The hotel industry in China is back in business, experiencing year-over-year revenue growth despite the negative economic impact of the worldwide pandemic that locked down most of the globe, according to a Skift report on Tuesday (Oct. 20).
The industry’s key metrics were up the week ending Oct. 10 — occupancy, daily rates, and revenue per available room, according to the latest STR Report, which included the Golden Week national holiday. The STR Report is the Smith Travel Research benchmarking tool that measures and compares data from like hotels.
According to the report, occupancy was up nearly 3 percent, daily rates up almost 10 percent, and revenue per room up more than 13 percent. A Bernstein analysis of the data indicates that China is the first country experiencing year-over-year revenue growth in the hotel industry since the start of COVID-19.
Richard Clarke, a senior analyst at Bernstein, told Skift this is a bit of good news and a possible indication that “a vaccine is not necessarily a prerequisite to a recovery in travel.”
He added that the numbers show there is “no material behavioral change to travel patterns. Once restrictions ease, travel recovers.”
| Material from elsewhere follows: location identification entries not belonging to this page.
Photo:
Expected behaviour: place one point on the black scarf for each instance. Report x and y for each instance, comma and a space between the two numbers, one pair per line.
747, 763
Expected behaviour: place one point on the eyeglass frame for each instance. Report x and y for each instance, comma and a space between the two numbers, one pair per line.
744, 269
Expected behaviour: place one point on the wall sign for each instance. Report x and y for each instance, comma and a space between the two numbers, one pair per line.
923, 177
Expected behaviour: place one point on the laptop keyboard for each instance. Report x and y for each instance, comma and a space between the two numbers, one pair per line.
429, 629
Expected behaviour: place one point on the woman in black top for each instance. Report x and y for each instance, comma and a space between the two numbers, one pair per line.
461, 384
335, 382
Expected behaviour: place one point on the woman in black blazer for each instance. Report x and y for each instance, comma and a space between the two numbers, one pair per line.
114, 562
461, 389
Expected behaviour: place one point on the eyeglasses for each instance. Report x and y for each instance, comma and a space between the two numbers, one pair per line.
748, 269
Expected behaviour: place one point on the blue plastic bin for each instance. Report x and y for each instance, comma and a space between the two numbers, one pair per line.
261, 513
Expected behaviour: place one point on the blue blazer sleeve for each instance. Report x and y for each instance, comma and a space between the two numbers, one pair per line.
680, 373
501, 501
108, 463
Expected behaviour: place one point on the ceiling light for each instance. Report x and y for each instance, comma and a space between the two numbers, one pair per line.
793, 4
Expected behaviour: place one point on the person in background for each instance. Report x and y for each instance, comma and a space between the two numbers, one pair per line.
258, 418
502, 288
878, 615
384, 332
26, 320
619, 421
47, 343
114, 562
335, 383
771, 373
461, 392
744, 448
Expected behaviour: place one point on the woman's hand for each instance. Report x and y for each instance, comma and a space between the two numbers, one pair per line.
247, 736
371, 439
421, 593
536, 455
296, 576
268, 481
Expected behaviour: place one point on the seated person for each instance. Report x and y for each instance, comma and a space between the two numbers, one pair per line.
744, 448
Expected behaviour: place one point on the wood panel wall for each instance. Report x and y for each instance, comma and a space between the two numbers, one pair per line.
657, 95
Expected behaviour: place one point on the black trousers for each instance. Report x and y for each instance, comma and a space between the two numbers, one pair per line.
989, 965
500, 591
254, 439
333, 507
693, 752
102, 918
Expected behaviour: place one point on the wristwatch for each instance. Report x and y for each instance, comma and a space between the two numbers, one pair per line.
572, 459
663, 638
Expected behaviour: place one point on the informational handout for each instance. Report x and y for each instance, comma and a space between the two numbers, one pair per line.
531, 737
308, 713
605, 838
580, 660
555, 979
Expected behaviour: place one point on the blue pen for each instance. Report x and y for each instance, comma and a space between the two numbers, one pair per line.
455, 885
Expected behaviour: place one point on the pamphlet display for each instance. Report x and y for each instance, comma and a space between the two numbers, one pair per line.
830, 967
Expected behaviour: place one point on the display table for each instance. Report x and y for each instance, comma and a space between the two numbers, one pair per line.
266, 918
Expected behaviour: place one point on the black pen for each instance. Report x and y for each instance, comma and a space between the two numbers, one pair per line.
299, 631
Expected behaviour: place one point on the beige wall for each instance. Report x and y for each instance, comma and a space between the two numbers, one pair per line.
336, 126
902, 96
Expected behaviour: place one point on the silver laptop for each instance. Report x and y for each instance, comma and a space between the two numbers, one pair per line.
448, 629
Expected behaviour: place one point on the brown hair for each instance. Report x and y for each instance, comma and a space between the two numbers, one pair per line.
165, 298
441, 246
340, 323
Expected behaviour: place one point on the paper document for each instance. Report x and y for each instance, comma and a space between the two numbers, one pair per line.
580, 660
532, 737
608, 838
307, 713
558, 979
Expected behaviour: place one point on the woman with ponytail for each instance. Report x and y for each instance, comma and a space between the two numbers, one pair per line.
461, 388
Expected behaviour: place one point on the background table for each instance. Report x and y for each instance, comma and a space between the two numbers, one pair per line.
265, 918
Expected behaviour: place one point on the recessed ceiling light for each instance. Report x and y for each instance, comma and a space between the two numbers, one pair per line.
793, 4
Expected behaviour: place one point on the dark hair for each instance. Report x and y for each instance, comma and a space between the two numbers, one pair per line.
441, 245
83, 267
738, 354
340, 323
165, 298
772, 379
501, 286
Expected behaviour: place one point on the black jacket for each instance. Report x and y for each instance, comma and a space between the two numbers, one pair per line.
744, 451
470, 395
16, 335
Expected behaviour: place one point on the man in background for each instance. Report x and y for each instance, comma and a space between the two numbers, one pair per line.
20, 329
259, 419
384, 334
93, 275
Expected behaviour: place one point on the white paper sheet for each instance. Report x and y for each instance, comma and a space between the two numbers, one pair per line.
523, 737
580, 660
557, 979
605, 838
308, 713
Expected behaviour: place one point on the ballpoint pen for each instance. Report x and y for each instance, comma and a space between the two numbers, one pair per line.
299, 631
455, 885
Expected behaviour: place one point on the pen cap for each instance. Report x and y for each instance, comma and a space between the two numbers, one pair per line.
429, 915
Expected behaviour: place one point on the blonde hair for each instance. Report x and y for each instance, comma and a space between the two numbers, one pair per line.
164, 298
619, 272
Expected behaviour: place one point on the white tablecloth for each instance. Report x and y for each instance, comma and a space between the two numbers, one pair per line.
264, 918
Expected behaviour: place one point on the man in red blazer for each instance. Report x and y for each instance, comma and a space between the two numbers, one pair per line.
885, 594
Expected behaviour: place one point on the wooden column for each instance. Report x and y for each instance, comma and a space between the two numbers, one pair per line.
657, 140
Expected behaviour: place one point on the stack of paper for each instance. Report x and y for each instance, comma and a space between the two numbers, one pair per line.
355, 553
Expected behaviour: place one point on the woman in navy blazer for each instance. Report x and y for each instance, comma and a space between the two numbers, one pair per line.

Golden Week saw people flocking to Wuhan, where the outbreak began, and it was the most visited Chinese city during the week-long national holiday.
Although Golden Week bolstered much of China’s hotel industry, the rebound wasn’t experienced across the country. Revenue per room in Shanghai was down by almost 4 percent compared to 2019. Hong Kong is not rebounding as quickly as the mainland, with revenue per room off almost 53 percent.
China’s Ministry of Culture and Tourism gave local governments the green light on July 13 to resume travel and hospitality activities.
The Chinese retail economy has also been on the rebound, with the Chinese National Bureau of Statistics reporting that August sales rose for the first time in 2020, up 0.5 percent over 2019. In addition, industrial production went up 5.6 percent, beating expectations by 5.1 percent.